Was ist erlaubt, was verboten?

Auch nicht zwingend strafbewehrte Handlungen können - im Falle des Falles - zu erheblichen Nachteilen führen: die Rede ist von sog. "grob fahrlässigem" Verhalten beim Autofahren.

Im Rahmen einer abgeschlossenen Vollkaskoversicherung reguliert diese bei einem selbstverschuldeten Unfall üblicherweise den Fahrzeugschaden, stellt auf eigene Kosten ein Gutachter und übernimmt die Abschleppkosten.
Versicherungsleistungen bleiben jedoch aus, wenn der Unfall "grob fahrlässig" herbeigeführt wurde!
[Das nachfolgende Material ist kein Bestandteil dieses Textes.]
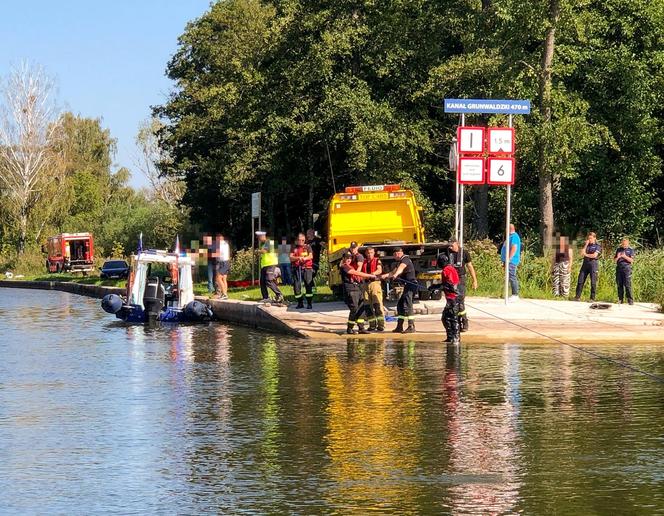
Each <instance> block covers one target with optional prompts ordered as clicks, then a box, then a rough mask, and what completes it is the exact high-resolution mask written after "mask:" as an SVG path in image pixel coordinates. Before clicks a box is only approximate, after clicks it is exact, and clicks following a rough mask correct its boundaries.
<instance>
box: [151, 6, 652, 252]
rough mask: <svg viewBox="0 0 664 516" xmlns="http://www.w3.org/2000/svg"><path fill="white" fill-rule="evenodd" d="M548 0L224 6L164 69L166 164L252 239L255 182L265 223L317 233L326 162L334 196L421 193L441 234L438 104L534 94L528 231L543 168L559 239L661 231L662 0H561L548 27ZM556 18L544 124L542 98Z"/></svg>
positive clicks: (195, 27) (160, 106)
mask: <svg viewBox="0 0 664 516" xmlns="http://www.w3.org/2000/svg"><path fill="white" fill-rule="evenodd" d="M550 4H551V1H550V0H536V1H533V2H528V3H524V2H521V1H517V0H506V1H505V2H491V1H483V2H461V3H459V2H457V3H449V2H425V1H423V0H413V1H408V2H374V1H361V2H333V3H330V2H322V1H319V0H311V1H308V2H293V1H287V0H281V1H280V0H273V1H268V0H262V1H261V0H228V1H223V2H222V1H219V2H216V3H214V4H213V5H212V6H211V8H210V10H209V12H207V13H206V14H204V15H203V16H202V17H201V18H199V19H198V20H196V21H194V22H192V23H191V24H189V25H188V26H187V29H186V30H185V32H184V34H183V35H182V36H181V38H180V47H179V49H178V51H177V53H176V54H175V56H174V57H173V59H172V60H171V62H170V63H169V65H168V69H167V73H168V75H169V77H170V78H171V79H173V80H174V81H175V83H176V88H175V91H174V92H173V94H172V96H171V97H170V98H169V100H168V102H166V103H165V104H164V105H163V106H160V107H158V108H157V109H156V111H155V114H156V115H157V116H159V117H160V118H161V121H162V122H163V123H164V125H163V127H162V129H161V131H160V134H159V138H160V143H161V146H162V149H163V151H164V152H165V155H166V156H168V160H164V162H162V164H161V166H162V171H163V172H164V173H166V174H168V175H169V176H171V177H174V178H178V179H182V180H184V182H185V184H186V186H187V192H186V194H185V196H184V202H185V203H186V204H187V205H188V206H189V207H190V208H191V210H192V215H193V216H194V217H196V219H199V220H200V221H201V222H202V223H204V224H205V225H206V226H208V227H209V228H210V229H220V230H222V231H223V232H224V233H226V234H227V235H229V236H230V237H231V238H232V239H233V240H234V241H235V242H240V243H242V242H246V240H247V237H246V235H248V234H249V223H250V217H249V213H248V210H249V195H250V193H251V192H252V191H258V190H261V191H262V193H263V196H264V207H265V217H264V219H263V220H264V221H265V222H266V225H267V226H268V229H269V230H270V233H272V234H279V233H285V234H293V233H294V232H295V231H297V230H300V229H303V228H306V227H308V226H310V225H311V218H310V215H311V214H312V213H315V212H321V211H323V210H325V208H326V202H327V199H329V197H330V195H331V194H332V192H333V190H332V179H331V172H332V171H333V172H334V178H335V183H336V187H337V190H338V189H340V188H341V187H343V186H346V185H349V184H358V183H385V182H401V183H402V184H405V185H407V186H409V187H412V188H414V189H415V190H416V191H417V192H418V196H419V198H420V199H421V201H422V202H423V204H424V205H425V207H426V210H425V216H426V222H427V229H428V236H429V238H446V237H448V236H449V233H450V229H451V226H452V225H453V222H452V220H453V213H452V211H451V210H450V208H449V206H450V205H451V204H452V203H453V201H454V187H453V184H454V182H453V175H452V174H451V173H450V172H449V171H448V170H447V169H446V167H447V150H448V145H449V143H450V141H451V137H452V135H453V129H454V126H455V125H456V124H457V123H458V119H457V118H456V117H453V116H449V115H444V114H442V112H441V109H440V106H441V102H442V99H443V98H444V97H462V98H463V97H466V98H477V97H479V98H482V97H493V98H510V97H512V98H529V99H531V100H532V101H533V112H532V115H531V116H529V117H517V120H516V125H517V138H518V145H517V158H518V172H517V177H518V182H517V186H516V188H515V190H514V217H515V220H516V222H517V224H518V225H519V227H520V228H521V229H522V230H523V232H524V233H532V234H533V235H534V234H535V233H536V232H537V229H538V227H539V223H540V216H541V213H540V211H539V208H538V202H539V201H538V196H539V192H540V185H539V182H538V174H539V173H540V171H541V170H548V171H549V173H550V174H551V176H552V182H553V185H554V192H553V196H554V197H553V202H554V207H555V209H556V211H555V215H556V223H557V225H558V227H559V228H560V229H561V230H562V231H564V232H565V233H567V234H570V235H576V234H577V233H579V232H581V231H585V230H586V229H588V228H593V229H597V230H601V231H602V233H603V234H606V235H608V236H609V237H614V236H617V235H619V234H621V233H623V232H626V231H627V232H629V233H632V234H638V235H643V236H646V237H647V238H649V239H650V240H651V241H652V240H654V239H655V238H656V236H657V233H656V230H657V221H660V222H661V221H664V204H662V203H661V201H660V200H659V199H660V198H661V197H662V189H663V188H664V182H663V180H662V159H661V158H662V152H663V151H662V141H663V137H662V113H663V111H662V108H661V106H662V105H663V104H664V103H663V102H662V100H664V99H662V95H663V94H662V92H663V91H664V74H663V70H664V68H663V67H664V58H662V55H664V54H663V53H662V41H664V12H663V10H662V9H661V5H660V3H659V2H644V1H643V0H609V1H607V2H601V3H597V2H581V3H579V2H572V1H571V0H560V1H559V2H558V4H559V5H560V16H559V18H558V19H557V20H554V19H552V18H551V15H550ZM552 23H555V25H556V32H555V36H556V45H555V54H554V59H553V68H552V75H551V85H550V93H551V98H550V103H549V104H550V107H551V109H552V116H551V120H550V122H549V121H546V118H545V116H544V113H543V112H542V109H541V108H542V106H541V105H540V102H539V99H540V97H541V92H540V82H541V81H540V78H541V75H540V74H541V61H542V49H543V45H544V37H545V34H546V31H547V29H548V28H549V27H550V26H551V24H552ZM549 104H547V106H548V105H549ZM467 122H468V123H470V124H482V125H486V124H488V123H491V124H505V123H506V117H502V116H492V117H489V116H477V115H473V116H469V117H468V119H467ZM467 190H468V192H470V193H471V194H472V193H473V192H474V189H473V188H468V189H467ZM500 192H501V190H499V189H492V191H491V193H490V195H489V201H488V202H489V205H488V209H487V210H485V211H487V212H488V213H489V229H490V231H489V233H490V235H497V234H500V233H501V232H502V220H501V218H502V211H503V209H504V194H501V193H500ZM474 208H477V206H474ZM471 231H472V228H471ZM246 243H248V242H246Z"/></svg>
Grob fahrlässig handelt ein Verkehrsteilnehmer, wenn er "die im Verkehr erforderliche Sorgfalt gröblich", d.h. in hohen Grade außer Acht lässt und nicht beachtet, was unter gegebenen Umständen jedem hätte einleuchten müssen. Schlechthin unentschuldbare Pflichtverletzungen, die das gewöhnliche Maß erheblich übersteigen, sind definitiv grob fahrlässig, ebenso unbekümmertes und leichtfertiges Handeln.